CHANGES IN HOSPITAL PERFORMANCE AND TRANSITION-CARE MEASURES 1-YEAR AFTER INITIATION OF THE PATIENT NAVIGATOR PROGRAM
Despite high rates of early readmission in patients with acute myocardial infarction (AMI) and heart failure (HF), little data exists regarding the impact of best practices on hospital-based transition-care measures.
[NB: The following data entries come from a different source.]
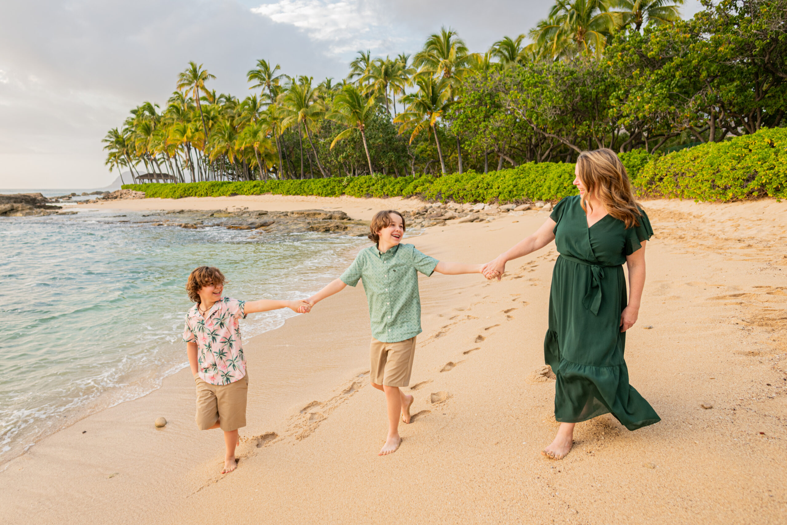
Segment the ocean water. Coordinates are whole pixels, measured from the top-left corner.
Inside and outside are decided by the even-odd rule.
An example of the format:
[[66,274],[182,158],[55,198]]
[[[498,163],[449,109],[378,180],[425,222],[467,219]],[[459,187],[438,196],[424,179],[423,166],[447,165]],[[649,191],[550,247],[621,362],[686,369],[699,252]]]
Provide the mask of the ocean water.
[[[0,217],[0,463],[187,366],[181,336],[192,303],[184,287],[194,268],[220,268],[230,297],[303,298],[368,243],[135,224],[142,213]],[[294,315],[249,315],[243,338]]]

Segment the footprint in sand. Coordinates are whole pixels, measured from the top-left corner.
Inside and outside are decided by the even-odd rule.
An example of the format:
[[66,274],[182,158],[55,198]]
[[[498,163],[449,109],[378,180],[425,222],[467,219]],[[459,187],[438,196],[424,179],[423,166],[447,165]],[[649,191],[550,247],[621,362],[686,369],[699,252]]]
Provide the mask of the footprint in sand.
[[430,396],[430,401],[432,405],[437,405],[438,403],[442,403],[449,397],[448,392],[444,392],[441,390],[440,392],[432,392],[431,396]]
[[554,372],[552,372],[552,367],[549,364],[537,368],[530,376],[530,380],[533,383],[546,383],[547,381],[554,381],[556,379]]
[[260,449],[279,437],[279,434],[275,432],[265,432],[262,435],[254,436],[251,438],[251,441],[257,442],[257,448]]
[[342,395],[346,396],[346,395],[349,395],[350,394],[353,394],[353,392],[357,392],[357,390],[360,390],[363,386],[364,386],[364,383],[360,383],[358,381],[356,381],[352,385],[350,385],[349,386],[348,386],[347,388],[345,388],[344,390],[342,390]]
[[431,382],[432,382],[431,379],[427,379],[426,381],[421,381],[420,383],[416,383],[416,384],[414,384],[412,386],[410,387],[410,390],[417,390],[419,388],[426,386],[427,385],[428,385]]
[[313,409],[315,407],[318,407],[318,406],[323,406],[323,404],[320,403],[320,401],[312,401],[311,403],[309,403],[309,405],[307,405],[304,408],[301,409],[301,414],[305,414],[307,412],[309,412],[312,409]]
[[419,420],[427,414],[430,414],[430,413],[432,413],[431,410],[421,410],[420,412],[412,414],[412,416],[410,416],[410,423],[412,423],[416,420]]
[[440,372],[450,372],[456,368],[456,365],[460,363],[464,363],[464,361],[458,361],[454,363],[453,361],[449,361],[440,370]]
This project sought to evaluate early changes in AMI and HF program performance after implementing the American College of Cardiology Patient Navigator Program—a transition-care improvement initiative at 35 acute care hospitals.
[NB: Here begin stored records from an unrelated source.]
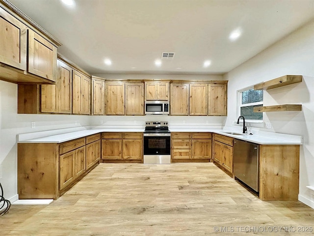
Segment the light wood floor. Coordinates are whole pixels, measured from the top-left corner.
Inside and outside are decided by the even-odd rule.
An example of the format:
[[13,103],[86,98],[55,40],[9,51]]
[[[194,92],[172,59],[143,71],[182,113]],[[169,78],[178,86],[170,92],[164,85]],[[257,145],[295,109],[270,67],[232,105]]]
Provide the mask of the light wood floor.
[[313,209],[262,202],[212,163],[101,164],[50,205],[0,217],[1,236],[314,234],[293,232],[306,227]]

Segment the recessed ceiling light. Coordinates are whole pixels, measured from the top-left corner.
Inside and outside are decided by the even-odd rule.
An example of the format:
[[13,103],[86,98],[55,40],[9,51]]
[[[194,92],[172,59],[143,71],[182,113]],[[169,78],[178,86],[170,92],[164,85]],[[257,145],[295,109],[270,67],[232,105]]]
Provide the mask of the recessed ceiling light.
[[75,5],[75,1],[74,1],[74,0],[61,0],[61,1],[62,1],[63,4],[69,6],[73,6]]
[[241,30],[239,29],[237,29],[236,30],[235,30],[234,31],[231,32],[230,35],[229,35],[229,39],[231,41],[236,41],[237,39],[242,34]]
[[105,63],[107,65],[110,65],[112,62],[110,59],[105,59]]
[[203,64],[203,66],[204,67],[208,67],[209,65],[210,65],[211,63],[211,62],[210,60],[206,60],[204,61],[204,63]]
[[160,66],[161,65],[161,61],[160,60],[155,60],[155,65],[156,66]]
Baseline and 1-year post intervention data from 3860 patients with AMI or HF were analyzed using Wilcoxon signed rank test for 17 care measures related to hospital processes (8), medication reconciliation (3), education delivery/documentation (2), HF patient identification prior to discharge (1), scheduling a follow-up appointment within seven days (1), and associated 30-day unadjusted rates of AMI and HF readmission (2).
Among Patient Navigator hospitals, 68.6% were urban and 77.1% were teaching. Baseline and 1-year assessments demonstrated wide variability in aherence for many measures. Compared with baseline, median (25th, 75th percentiles) performance improved for use of an evidence-based beta-blocker among patients with HF, from 91.6% (86.2%, 95.0%) to 93.8% (88.2%, 98.6%), p= 0.028; medication reconciliation at admission, discharge and both admission and discharge (all p≤ 0.05); scheduling of HF follow-up appointments (p= 0.004) and self-care education (p= 0.005). Post-AMI in-hospital mortality improved from 4.0% (4.0%, 5.0%) to 3.7% (3.3%, 4.3%), p= 0.015 and 30-day unadjusted HF readmission was non-significantly lower by 1.9%; from 19.0% (15.2%, 21.0%) to 17.1% (14.1%, 19.1%), (p= 0.09).
Transition-care interventions were associated with significant improvement in 6 processes of care and 1 outcome performance measure for patients with AMI or HF.